(3 of 9)
His worry is that in this era of late-stage capitalism, the next generations won't be as lucky as he has been. The problem of inequality is likely, he says, to get worse. When people can't climb up the ladder, it's bad for the economy--and for his companies. He doesn't believe that the U.S. can innovate its way quickly back to a 1950s level of shared prosperity, nor does he think education will entirely close the gap. "The truth is that there will always be a bottom 10% in terms of capacity," he says. "Someone in America who has a 90-point IQ is qualified for many fewer jobs today than he was 100 years ago."

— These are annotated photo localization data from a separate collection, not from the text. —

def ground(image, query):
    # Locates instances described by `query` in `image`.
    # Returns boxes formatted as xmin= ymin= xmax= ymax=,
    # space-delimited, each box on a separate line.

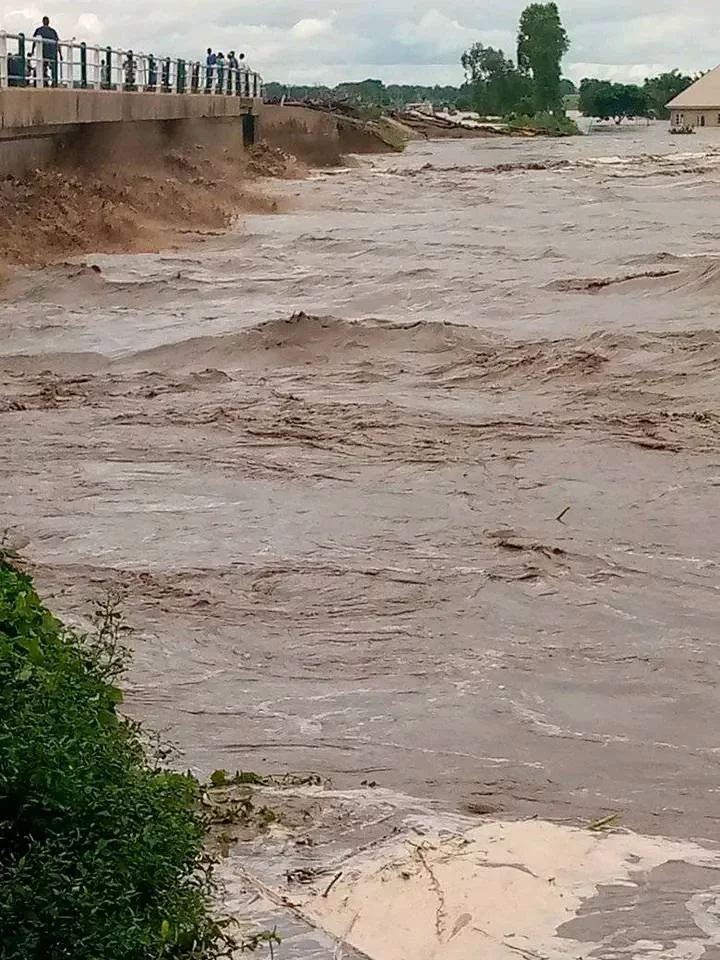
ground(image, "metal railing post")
xmin=123 ymin=49 xmax=137 ymax=91
xmin=161 ymin=56 xmax=170 ymax=92
xmin=31 ymin=45 xmax=40 ymax=87
xmin=176 ymin=58 xmax=186 ymax=93
xmin=102 ymin=45 xmax=112 ymax=89
xmin=51 ymin=40 xmax=60 ymax=88
xmin=80 ymin=42 xmax=87 ymax=88
xmin=148 ymin=54 xmax=157 ymax=91
xmin=93 ymin=44 xmax=101 ymax=88
xmin=0 ymin=32 xmax=7 ymax=88
xmin=57 ymin=40 xmax=64 ymax=87
xmin=17 ymin=33 xmax=26 ymax=86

The solution, to him, is obvious. "People who make withdrawals from societies' resources--like me with my plane--should have to pay a lot for it." That means not only higher taxes for the rich and an extremely progressive European-style consumption tax but also fewer loopholes for corporations. Buffett says it's "baloney" that corporate America's tax rates are too high and says companies should not be allowed to repatriate profits tax-free. (It'll just encourage more investment to flow overseas.) In general, he says, "I find the argument that we need lower taxes to create more jobs mystifying, because we've had the lowest taxes in this decade and about the worst job creation ever."
THE INNER SCORECARD
It's early December in Omaha, and snow is blowing horizontally across the windshield of Buffett's beige Cadillac DTS. Dressed in a simple checked blue sport jacket, with his hearing aid pointed toward the passenger side of the car, he is driving me to lunch at the Happy Hollow Club. The car has no four-wheel drive and keeps skidding slightly, as Buffett, an enthusiastic speaker, takes his hands off the wheel regularly to gesticulate. I ask him why he doesn't have a driver, and he laughs. "Oh, gosh," he says. "I think if I did anything but drive myself around here, people would just think it was ridiculous!"

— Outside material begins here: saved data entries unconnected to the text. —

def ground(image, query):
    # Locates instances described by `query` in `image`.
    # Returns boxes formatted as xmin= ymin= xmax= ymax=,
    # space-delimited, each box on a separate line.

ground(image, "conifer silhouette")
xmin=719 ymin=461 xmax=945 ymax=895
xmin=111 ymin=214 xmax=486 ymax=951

Everyone in town knows Buffett. At the country club, which resembles the one in the tiny Indiana farm town where I grew up, we are greeted by a gray-haired woman at a card table, who wishes us Merry Christmas and gives us a ticket for the brunch buffet. It's Sunday morning, and the place is full of families who look as if they've just come from church. Buffett, who has a soft elderly face but moves briskly, stacks a plate high with waffles, bacon and roast beef. Despite his Eisenhower-era diet, which includes 60 oz. of Coke (preferably Cherry) a day, Buffett remains surprisingly trim. "I haven't had a taste of broccoli or asparagus in years!" he boasts. "I formed my thoughts on eating at the age of 5, and I haven't changed them."

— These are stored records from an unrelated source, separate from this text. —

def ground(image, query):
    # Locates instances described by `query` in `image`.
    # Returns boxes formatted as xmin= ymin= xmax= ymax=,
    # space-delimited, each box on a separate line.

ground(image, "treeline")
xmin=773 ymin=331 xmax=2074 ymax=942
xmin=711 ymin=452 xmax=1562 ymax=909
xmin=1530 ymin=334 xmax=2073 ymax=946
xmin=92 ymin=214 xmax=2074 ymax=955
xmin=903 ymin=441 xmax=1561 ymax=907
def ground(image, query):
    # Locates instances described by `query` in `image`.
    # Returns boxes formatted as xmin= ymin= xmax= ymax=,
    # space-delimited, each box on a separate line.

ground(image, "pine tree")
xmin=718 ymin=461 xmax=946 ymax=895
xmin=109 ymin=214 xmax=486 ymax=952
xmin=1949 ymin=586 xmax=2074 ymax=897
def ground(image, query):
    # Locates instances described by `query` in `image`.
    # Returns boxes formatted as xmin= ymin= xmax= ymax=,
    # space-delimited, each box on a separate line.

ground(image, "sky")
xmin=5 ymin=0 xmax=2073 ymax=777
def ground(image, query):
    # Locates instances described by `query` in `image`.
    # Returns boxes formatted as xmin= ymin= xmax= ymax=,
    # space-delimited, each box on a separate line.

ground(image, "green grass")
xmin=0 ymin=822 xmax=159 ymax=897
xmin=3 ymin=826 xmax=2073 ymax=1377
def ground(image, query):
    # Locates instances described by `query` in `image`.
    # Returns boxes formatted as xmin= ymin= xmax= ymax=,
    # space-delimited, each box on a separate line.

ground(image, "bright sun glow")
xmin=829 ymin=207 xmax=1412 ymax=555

Buffett's cultural tastes are equally old school. His icon of beauty is Sophia Loren; his favorite movie is The Bridge on the River Kwai. And his views on wealth redistribution--which are basically the opposite of the trickle-down theory--go back even further, echoing those of another Nebraskan, progressive Democrat William Jennings Bryan, who believed that "if you legislate to make the masses prosperous, their prosperity will find its way up and through every class that rests upon it."